A pre-existing condition is any health condition you have or have had prior to applying for a health insurance policy.
What is HIPAA?
HIPAA stands for the Health Insurance Portability and Accountability Act, which is a law mandating that anyone belonging to a group health insurance plan must be allowed to purchase health insurance within an interval of time beginning when the previous coverage is lost regardless of current health status.
When should I purchase disability insurance?
You should purchase it as soon as you can. There are several reasons not to “put it off until later.” The most obvious reason is the cost of coverage will increase as you get older. If you are earning an income, you need to protect it now. Also, if you are currently in good health, you should have no difficulty qualifying for a policy.
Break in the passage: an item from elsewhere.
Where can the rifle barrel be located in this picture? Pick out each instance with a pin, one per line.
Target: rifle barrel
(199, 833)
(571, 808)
However, if your health declines or if you experience a disability, you may no longer be insurable (if you are still insurable, it will certainly be at a higher premium).
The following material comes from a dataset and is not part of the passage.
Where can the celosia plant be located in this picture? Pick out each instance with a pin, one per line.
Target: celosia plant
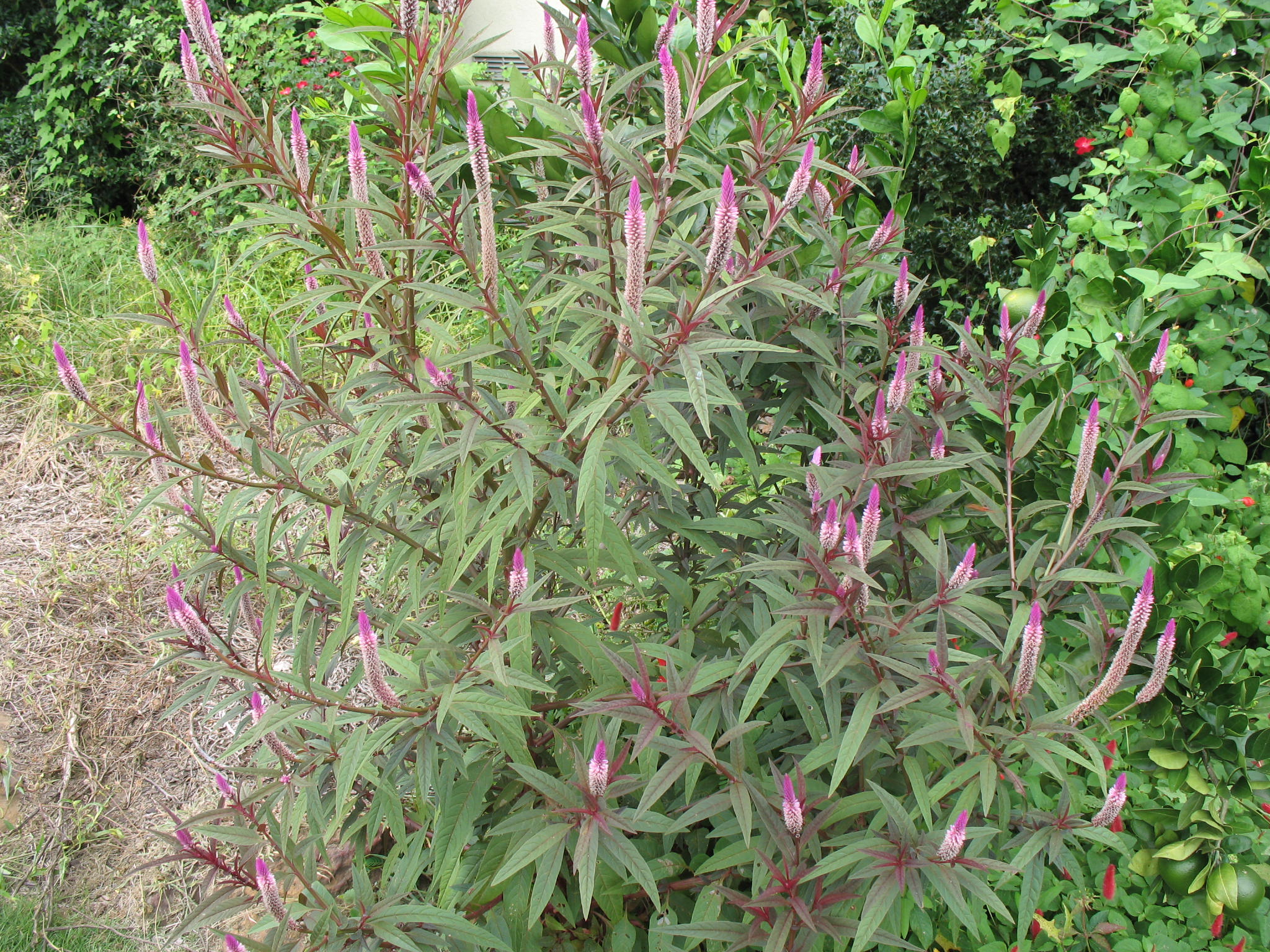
(614, 545)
What is the benefit level and period?
Disability policies usually pay 40% to 65% of your pre-disability earnings at the time of purchase for a specified period of time. That period may run from one to five years, until age 65, or in some cases, for life. Since disability benefits are designed to replace the income you would otherwise earn by working, most people do not need benefits extending beyond the working years. Electing shorter benefit periods can save premium dollars. But bear in mind that a lengthy disability threatens your financial security more than a short-term disability.
What is the definition of disability?
Some policies pay if you are unable to perform the duties of your own occupation; others may pay only if you cannot work at any occupation for which you are reasonably qualified. In addition, some policies pay only for disabilities arising from an accident. However, illness is the most common cause of disability (about 90%), and is more likely as you grow older.
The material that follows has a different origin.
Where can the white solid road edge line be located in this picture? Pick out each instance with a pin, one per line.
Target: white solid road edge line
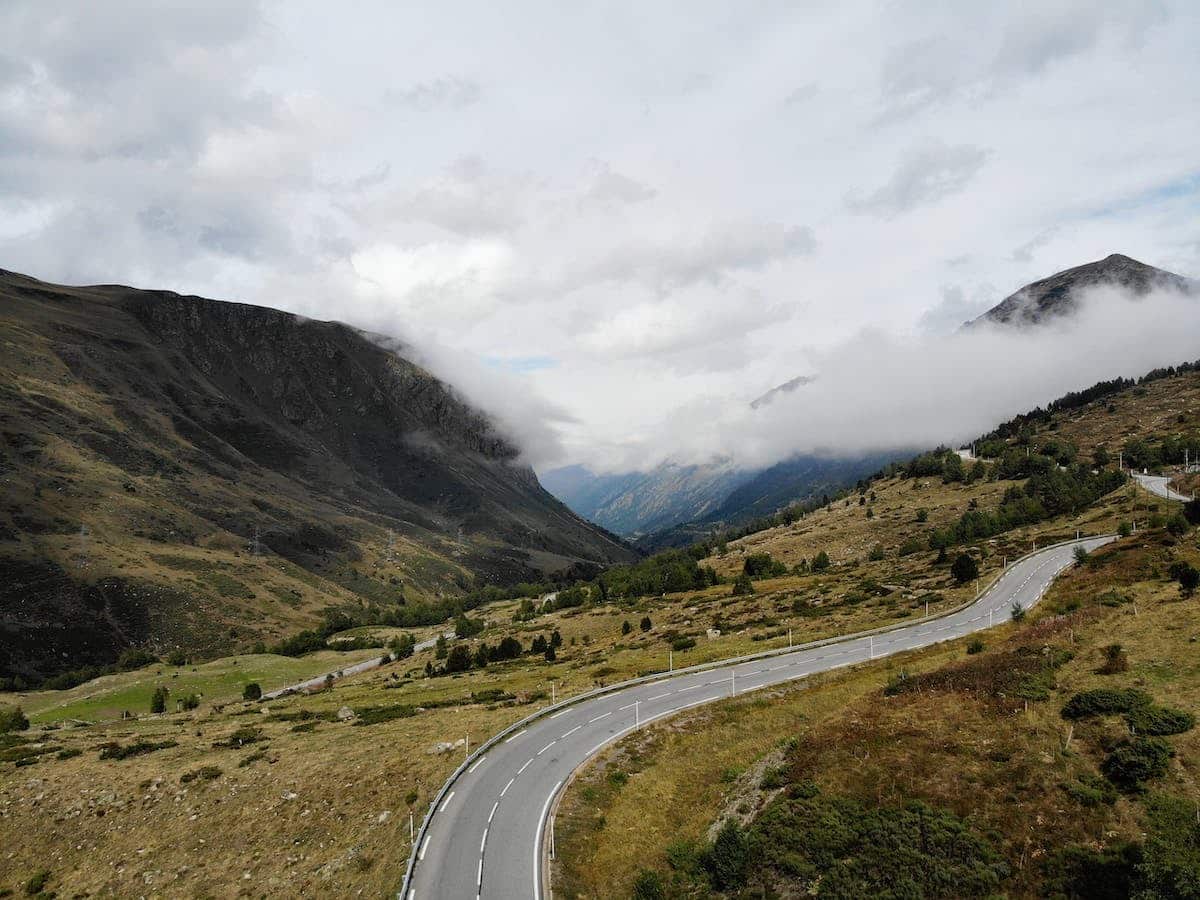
(717, 665)
(537, 844)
What is the elimination or waiting period?
There usually is a waiting period, known as an elimination period, before benefits kick in. It is typically 30 days, 90 days or six months after a disability occurs. You can select the waiting period when you buy your policy. Opting for a longer waiting period will save you money.
What is extent of disability?
Some policies pay only if you are totally disabled. Others cover partial disability for a limited time, but only when it follows a period of total disability for the same cause.
What is guaranteed renewable?
This is one of two major types of disability policies. It means your policy cannot be cancelled as long as the premiums are paid. Premiums can be raised for an entire class of policyholders but not for reasons related to your individual circumstances.
What is non-cancelable?
This is the other major type of disability policies. These policies can never be cancelled as long as premiums are paid, and premiums are guaranteed not to increase.
What is portability?
Portability refers to whether or not you can take coverage with you. One of the biggest advantages of owning an individual disability policy – or purchasing disability coverage through your employer on a voluntary basis – is that it is completely portable. You own it and it follows you even if you change jobs. By contrast, traditional employer-sponsored group coverage is almost never portable.
What is inflation protection?
You can add a cost-of-living adjustment to a policy that increases by a specified percentage after each year of disability. Though expensive, this option can be vital to maintaining your standard of living if you are out of work for a long period of time.
What is presumptive disability?
Even if you can still perform some or all of your regular job responsibilities, you are presumed fully disabled and are entitled to full benefits under specified conditions, such as loss of sight, speech, hearing, or loss of limbs.
What are residual benefits?
If you are unable to perform some aspects of your job, residual benefits allow partial disability payments based on your loss of income.
How much disability coverage should I have?
You should have enough coverage to maintain your current lifestyle until you are able to return to work, factoring in all other sources of income (group disability policy, investments, etc.).